Last Sunday, I was part of the Sunday Streets festival in the Excelsior, which for non-San Francisco people is one of the last working-class neighborhoods in San Fran. I was invited by the Youth Art Exchange to do a short-term installation and activity.
I've had cast paper on the brain, since I'm building an installation with it for the Art and Nature Festival in September. So I decided to experiment, and ended up with cast paper street art.
The work is up for the next few weeks near the intersection of Mission and Russia. Click on the images for larger pictures.

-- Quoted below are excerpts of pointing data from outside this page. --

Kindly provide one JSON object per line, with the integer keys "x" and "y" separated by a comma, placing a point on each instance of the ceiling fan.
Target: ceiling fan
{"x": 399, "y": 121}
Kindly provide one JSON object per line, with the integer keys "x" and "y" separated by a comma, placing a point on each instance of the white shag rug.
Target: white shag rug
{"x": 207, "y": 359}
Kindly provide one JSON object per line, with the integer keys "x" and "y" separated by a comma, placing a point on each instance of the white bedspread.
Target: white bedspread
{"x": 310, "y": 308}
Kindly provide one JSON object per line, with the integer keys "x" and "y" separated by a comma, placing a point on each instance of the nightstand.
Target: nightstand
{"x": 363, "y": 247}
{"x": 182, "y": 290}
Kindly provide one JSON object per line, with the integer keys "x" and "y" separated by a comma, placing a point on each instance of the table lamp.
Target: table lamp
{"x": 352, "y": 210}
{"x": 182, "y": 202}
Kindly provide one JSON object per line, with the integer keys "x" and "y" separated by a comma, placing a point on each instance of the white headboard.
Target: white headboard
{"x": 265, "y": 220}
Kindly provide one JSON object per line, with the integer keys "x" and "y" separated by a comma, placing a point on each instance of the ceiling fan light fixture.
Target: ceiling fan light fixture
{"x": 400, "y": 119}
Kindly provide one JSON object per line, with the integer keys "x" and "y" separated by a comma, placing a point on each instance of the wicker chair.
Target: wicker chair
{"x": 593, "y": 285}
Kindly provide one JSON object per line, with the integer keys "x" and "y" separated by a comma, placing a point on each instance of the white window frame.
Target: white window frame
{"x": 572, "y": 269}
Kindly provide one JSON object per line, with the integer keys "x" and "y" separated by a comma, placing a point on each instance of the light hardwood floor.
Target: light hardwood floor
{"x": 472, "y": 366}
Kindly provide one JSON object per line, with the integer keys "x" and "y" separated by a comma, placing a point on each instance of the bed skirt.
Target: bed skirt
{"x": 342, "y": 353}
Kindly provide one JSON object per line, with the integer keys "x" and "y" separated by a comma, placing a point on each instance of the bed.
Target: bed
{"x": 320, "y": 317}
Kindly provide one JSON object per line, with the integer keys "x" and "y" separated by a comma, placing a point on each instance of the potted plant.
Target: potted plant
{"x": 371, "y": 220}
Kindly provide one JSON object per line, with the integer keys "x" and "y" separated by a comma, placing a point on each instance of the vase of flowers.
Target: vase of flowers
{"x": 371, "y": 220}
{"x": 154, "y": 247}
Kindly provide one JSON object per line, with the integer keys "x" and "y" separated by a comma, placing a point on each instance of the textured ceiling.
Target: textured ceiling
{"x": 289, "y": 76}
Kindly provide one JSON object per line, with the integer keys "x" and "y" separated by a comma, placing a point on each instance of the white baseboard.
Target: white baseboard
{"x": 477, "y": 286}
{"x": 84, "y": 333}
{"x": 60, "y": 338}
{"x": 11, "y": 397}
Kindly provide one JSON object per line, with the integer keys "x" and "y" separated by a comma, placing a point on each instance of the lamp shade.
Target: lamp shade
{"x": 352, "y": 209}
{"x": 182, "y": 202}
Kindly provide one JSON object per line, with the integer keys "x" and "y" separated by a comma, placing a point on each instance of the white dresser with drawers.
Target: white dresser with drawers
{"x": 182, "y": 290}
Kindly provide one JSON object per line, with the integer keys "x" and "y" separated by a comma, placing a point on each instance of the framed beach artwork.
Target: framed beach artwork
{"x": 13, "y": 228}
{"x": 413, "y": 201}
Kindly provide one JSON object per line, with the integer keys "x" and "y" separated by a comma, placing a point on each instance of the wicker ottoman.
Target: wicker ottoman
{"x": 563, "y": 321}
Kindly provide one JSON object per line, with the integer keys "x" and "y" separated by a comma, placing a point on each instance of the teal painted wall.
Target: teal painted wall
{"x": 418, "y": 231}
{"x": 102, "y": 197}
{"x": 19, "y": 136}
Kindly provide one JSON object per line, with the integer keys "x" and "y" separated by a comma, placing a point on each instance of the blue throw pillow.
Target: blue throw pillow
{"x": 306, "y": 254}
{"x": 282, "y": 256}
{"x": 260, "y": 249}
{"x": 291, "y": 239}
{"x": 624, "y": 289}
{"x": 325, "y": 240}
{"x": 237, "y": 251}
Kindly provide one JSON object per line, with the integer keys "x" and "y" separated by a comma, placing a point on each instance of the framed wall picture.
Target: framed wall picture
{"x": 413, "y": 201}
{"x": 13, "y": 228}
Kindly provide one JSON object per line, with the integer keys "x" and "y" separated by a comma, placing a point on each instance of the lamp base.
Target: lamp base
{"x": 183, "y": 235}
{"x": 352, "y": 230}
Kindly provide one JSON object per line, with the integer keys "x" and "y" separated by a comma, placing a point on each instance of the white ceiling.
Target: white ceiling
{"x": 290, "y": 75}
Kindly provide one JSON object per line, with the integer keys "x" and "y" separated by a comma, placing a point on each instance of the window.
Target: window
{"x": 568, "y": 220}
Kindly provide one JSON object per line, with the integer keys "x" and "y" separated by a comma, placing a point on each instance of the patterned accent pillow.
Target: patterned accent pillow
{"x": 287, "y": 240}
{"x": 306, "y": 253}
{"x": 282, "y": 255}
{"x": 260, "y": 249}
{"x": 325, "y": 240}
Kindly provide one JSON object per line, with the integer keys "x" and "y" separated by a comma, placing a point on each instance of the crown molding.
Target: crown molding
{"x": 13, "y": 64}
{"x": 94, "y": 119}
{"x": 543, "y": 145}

For a street-based art-making activity, I proposed to do Gyotaku prints. I wanted something that connected to the installation. Since the street was closed, I originally started out in the street itself. For those unfamiliar with the Excelsior, typically it's one of San Francisco's foggy and chilly neighborhoods. Not last week - the sun was out in full force. In the street, ink was drying before we could print, and my crayons literally began to melt. So ended up moving onto the sidewalk, sharing shade with the Youth Art Exchange and their partner on another project, Green Art Workshops.
A gentleman by the name of Melxin Whartnaby came by during the event. He was documenting it for the Friends of the Excelsior Public Library, and shared his photos with me.
Due to the heat, the day was fairly low-key, compared to say, some of my past projects in which there was a constant stream of people. However, it reminded me of how energizing it is to make art on the street, with the public. More importantly, it affirms how much there is a need for such projects.
Green Art Workshops was also doing a participatory project. Using some silver mat board donated from SCRAP and the laser cutter from the Youth Art Exchange, they made a series of water droplets. The public was invited to write ways to save water on the drops, which were then hammered into the wall loosely. When the wind blew, the entire installation swayed. This piece will also be up for a few weeks, and is right next to mine.
Some of the suggestions were pretty intricate, as this drawing of a de-salination system.
Some tried for humor.
I owe a debt of gratitude for this experience to the Youth Art Exchange, particularly Reed Davaz McGowen.
The sun and heat took a lot out of me that day, but the event gave me a renewed energy for the studio. Since completing The Last Color, I'd been a little postpartum. That day I realized how much I've missed doing street art and public interventions. Now, with this renewed energy, I'm returning to the studio to try some experiments. As John Cage would say, I welcome what happens next.